DIOCESAN COURT RULES TO STRIP ARCHDEACON ANDRDEI KURAEV OF CLERICAL RANK
Interfax-Religiia, 29 December 2020
A court of the Moscow city diocese considered a report about the ecclesiastical violations of an unemployed Moscow cleric, Archdeacon Andrei Kuraev, and found him deserving of removal from clerical rank, the diocesan website reported on Tuesday evening.
"The decision to depose Archdeacon Andrei Kuraev from clerical rank will take effect when it is confirmed by the ruling bishop of the city of Moscow, the patriarch of Moscow and all-Rus, and before that it may be appealed within the established period," the report notes.
The court made the judgment that on 21 April 2020, Father Andrei published on his LiveJournal blog an insulting characterization of Archpriest Alexander Ageikin, who had died on that day from consequences of the coronavirus.
The court determined that in Archdeacon Kuraev's statements there was evidence of "blasphemy against the church." The court's decision also speaks of indicators of the archdeacon's slanderous activity, in particular in accusing the Russian Orthodox Church of "creation of schism" (in world Orthodoxy—IF).
The court concluded that Kuraev had not changed the nature of his activity after admonitions back in 2015 from the diocesan spiritual director, Archpriest Georgy Breev, and members of the disciplinary commission.
In accordance with the by-laws of a church court, the archdeacon had been summoned to the church court by established procedure three times.

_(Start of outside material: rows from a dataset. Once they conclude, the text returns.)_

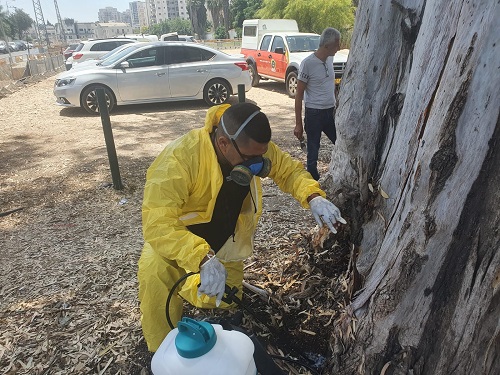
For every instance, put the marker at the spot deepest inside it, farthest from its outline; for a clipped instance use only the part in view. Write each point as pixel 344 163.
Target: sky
pixel 79 10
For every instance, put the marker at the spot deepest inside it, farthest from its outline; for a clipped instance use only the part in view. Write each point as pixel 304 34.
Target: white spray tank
pixel 195 348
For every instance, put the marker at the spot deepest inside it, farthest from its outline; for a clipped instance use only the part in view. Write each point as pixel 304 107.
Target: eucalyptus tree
pixel 416 169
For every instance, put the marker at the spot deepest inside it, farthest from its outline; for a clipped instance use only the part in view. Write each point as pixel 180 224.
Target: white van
pixel 174 37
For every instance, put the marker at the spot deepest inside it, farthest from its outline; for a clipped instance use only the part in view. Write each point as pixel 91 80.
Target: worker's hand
pixel 298 131
pixel 213 276
pixel 325 212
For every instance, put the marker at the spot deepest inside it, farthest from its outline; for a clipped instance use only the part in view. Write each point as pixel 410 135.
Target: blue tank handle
pixel 194 338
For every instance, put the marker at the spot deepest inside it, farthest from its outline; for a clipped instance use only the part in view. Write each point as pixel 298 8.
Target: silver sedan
pixel 155 72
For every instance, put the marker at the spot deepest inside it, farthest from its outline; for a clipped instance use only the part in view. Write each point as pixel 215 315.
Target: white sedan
pixel 155 72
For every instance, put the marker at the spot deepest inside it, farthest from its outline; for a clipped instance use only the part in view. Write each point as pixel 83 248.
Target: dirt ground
pixel 68 286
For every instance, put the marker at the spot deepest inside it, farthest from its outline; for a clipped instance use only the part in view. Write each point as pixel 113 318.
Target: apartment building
pixel 138 14
pixel 109 14
pixel 161 10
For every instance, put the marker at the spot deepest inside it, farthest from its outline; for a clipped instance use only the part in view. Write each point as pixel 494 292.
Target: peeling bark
pixel 419 118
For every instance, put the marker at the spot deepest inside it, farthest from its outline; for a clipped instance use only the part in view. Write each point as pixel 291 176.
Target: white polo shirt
pixel 320 82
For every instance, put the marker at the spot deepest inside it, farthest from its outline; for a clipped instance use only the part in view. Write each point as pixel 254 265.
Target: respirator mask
pixel 259 166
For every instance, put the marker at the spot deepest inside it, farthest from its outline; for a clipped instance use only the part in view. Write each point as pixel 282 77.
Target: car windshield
pixel 112 59
pixel 303 43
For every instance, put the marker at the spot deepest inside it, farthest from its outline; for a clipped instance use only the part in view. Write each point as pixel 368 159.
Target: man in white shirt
pixel 316 87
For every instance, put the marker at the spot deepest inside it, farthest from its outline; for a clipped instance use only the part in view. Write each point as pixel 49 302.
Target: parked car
pixel 98 61
pixel 155 72
pixel 94 48
pixel 69 50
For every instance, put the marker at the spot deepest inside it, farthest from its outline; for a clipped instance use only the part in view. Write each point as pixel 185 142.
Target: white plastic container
pixel 196 348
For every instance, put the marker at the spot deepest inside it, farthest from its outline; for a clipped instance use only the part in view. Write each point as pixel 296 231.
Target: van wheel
pixel 216 92
pixel 89 99
pixel 253 74
pixel 291 84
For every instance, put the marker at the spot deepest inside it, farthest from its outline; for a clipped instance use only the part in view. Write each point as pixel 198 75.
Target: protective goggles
pixel 243 173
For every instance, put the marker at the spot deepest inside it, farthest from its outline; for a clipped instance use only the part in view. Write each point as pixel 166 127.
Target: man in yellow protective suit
pixel 202 202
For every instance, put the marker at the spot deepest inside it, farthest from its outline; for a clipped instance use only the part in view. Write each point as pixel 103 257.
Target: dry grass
pixel 68 286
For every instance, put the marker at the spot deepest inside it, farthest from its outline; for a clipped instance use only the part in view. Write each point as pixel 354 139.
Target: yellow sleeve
pixel 291 177
pixel 168 183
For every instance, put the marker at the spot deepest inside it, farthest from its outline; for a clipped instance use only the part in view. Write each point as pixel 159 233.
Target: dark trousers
pixel 315 122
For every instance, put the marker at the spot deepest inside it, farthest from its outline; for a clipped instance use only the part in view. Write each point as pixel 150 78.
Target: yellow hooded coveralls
pixel 181 189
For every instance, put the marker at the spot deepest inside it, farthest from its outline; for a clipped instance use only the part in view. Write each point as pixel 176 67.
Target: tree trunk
pixel 418 123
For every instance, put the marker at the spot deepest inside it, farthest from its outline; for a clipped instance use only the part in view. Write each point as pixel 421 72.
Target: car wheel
pixel 216 92
pixel 253 74
pixel 291 83
pixel 89 99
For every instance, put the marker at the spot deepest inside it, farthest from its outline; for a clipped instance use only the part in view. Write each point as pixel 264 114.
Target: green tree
pixel 220 33
pixel 274 8
pixel 312 15
pixel 243 10
pixel 20 22
pixel 5 25
pixel 215 8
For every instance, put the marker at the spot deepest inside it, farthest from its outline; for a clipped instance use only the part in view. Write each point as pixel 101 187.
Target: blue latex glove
pixel 325 212
pixel 213 276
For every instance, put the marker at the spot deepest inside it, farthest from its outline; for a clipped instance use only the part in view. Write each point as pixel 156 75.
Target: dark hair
pixel 257 129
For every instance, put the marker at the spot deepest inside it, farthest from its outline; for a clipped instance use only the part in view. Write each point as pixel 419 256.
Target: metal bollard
pixel 108 137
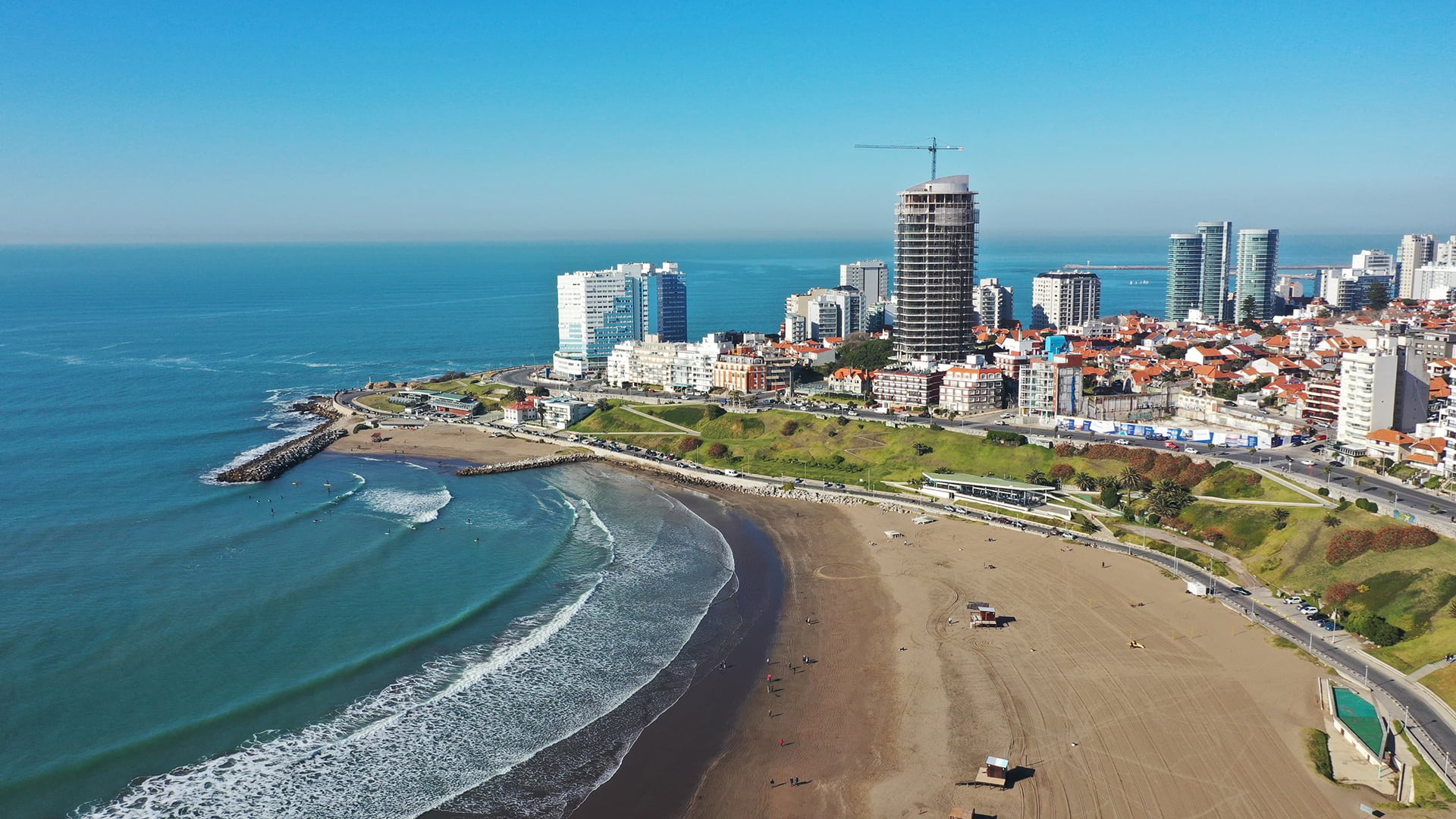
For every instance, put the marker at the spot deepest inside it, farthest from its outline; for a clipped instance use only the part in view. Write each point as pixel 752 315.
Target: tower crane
pixel 930 148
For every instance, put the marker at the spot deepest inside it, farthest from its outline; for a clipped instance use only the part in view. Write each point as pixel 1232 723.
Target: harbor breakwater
pixel 290 452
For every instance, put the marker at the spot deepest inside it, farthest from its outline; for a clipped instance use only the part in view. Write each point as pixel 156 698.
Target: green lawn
pixel 1244 484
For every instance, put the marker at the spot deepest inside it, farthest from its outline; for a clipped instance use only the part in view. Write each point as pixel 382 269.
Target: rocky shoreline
pixel 290 452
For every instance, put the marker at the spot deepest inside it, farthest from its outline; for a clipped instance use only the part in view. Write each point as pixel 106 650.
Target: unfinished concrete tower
pixel 935 270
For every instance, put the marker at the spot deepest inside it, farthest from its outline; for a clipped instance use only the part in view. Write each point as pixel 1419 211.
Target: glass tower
pixel 1258 261
pixel 1184 275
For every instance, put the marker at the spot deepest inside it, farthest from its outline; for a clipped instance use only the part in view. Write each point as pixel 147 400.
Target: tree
pixel 1247 316
pixel 1378 295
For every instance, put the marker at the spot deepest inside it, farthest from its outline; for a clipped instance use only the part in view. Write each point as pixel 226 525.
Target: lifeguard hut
pixel 993 773
pixel 982 614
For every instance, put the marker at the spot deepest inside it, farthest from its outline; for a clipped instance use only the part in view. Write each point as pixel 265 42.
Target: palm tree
pixel 1130 479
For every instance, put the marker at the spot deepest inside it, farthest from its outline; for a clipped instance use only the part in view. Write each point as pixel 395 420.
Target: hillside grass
pixel 1237 484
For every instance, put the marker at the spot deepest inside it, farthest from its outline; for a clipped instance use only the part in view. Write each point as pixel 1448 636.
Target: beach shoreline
pixel 903 700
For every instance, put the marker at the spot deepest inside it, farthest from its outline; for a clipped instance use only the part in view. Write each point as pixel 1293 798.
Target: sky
pixel 395 121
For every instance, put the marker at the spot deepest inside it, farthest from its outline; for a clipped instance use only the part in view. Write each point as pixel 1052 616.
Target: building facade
pixel 1184 276
pixel 1065 297
pixel 935 270
pixel 1417 249
pixel 1258 262
pixel 1216 240
pixel 871 278
pixel 599 309
pixel 973 388
pixel 993 303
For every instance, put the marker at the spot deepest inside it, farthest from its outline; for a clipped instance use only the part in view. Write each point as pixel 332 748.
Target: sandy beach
pixel 902 698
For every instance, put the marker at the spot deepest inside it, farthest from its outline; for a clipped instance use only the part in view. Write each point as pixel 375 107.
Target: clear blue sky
pixel 210 121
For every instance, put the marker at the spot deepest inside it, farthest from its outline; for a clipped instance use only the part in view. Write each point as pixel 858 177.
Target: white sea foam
pixel 416 506
pixel 469 717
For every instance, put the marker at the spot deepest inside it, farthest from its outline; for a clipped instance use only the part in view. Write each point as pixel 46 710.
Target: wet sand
pixel 1204 720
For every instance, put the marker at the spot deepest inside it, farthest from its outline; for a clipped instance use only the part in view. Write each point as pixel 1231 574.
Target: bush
pixel 1348 545
pixel 1005 439
pixel 1340 592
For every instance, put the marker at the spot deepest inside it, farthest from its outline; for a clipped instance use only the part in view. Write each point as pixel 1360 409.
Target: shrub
pixel 1340 592
pixel 1347 545
pixel 1005 439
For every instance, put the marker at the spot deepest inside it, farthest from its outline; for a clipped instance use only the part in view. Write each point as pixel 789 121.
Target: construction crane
pixel 930 148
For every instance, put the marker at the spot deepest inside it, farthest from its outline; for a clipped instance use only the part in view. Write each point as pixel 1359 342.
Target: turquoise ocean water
pixel 384 645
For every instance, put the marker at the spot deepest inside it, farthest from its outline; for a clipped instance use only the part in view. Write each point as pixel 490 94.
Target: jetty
pixel 290 452
pixel 529 464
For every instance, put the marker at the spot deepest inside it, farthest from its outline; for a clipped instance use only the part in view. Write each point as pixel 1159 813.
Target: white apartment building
pixel 973 388
pixel 823 312
pixel 1050 387
pixel 1065 297
pixel 871 278
pixel 1417 249
pixel 673 366
pixel 1381 388
pixel 993 303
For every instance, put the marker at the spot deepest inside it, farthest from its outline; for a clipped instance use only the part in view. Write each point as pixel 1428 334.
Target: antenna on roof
pixel 930 148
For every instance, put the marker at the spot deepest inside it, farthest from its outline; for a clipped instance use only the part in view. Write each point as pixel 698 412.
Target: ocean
pixel 363 637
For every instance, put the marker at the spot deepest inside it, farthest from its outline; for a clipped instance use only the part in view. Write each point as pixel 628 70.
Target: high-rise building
pixel 823 312
pixel 1417 249
pixel 935 270
pixel 1218 245
pixel 1184 276
pixel 1065 297
pixel 993 303
pixel 1258 261
pixel 601 308
pixel 871 278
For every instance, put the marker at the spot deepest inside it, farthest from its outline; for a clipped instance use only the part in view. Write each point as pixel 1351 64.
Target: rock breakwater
pixel 290 452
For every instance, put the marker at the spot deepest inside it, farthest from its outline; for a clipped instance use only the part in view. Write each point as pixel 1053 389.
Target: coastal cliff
pixel 291 452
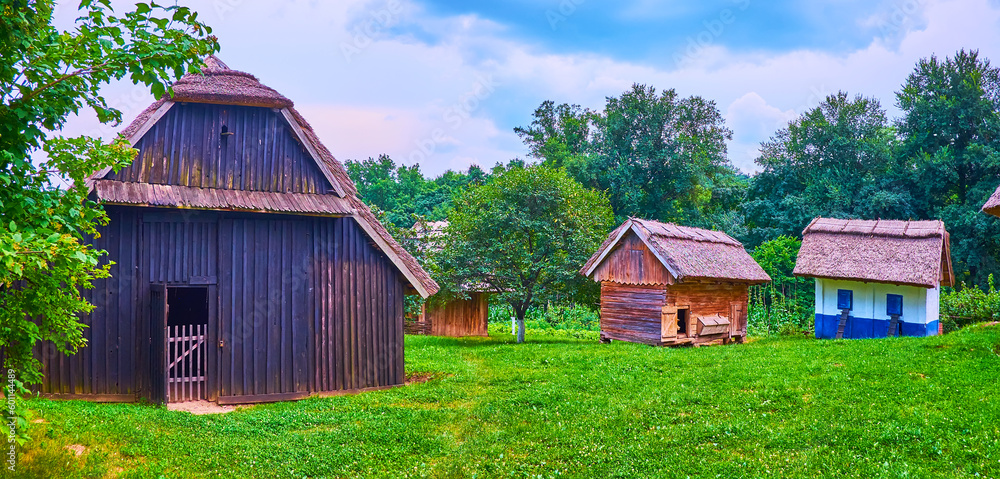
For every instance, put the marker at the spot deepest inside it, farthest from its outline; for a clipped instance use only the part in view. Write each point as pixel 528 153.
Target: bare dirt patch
pixel 200 407
pixel 78 449
pixel 419 377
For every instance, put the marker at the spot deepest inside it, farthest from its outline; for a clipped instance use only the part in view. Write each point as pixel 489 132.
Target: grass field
pixel 782 407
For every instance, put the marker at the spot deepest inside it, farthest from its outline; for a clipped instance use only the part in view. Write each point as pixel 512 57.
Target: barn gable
pixel 224 141
pixel 224 147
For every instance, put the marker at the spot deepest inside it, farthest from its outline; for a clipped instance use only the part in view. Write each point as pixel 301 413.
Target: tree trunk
pixel 520 327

While, as noted, on only one occasion was his refusal to participate in its session acknowledged to be based on a justifiable reason (the state of his health).
In response to the fourth summons to a court session, scheduled for 29 December 2020, on 25 December Kuraev sent an email communication of the following contents: "I earnestly request that the session be postponed to January, since in the days before New Year's Moscow is stuck in traffic jams and it is dangerous to take the subway because of the pandemic." In the morning of 29 December, the archdeacon sent a letter to the chairman of the diocesan court in which he stated his refusal to appear in the church court.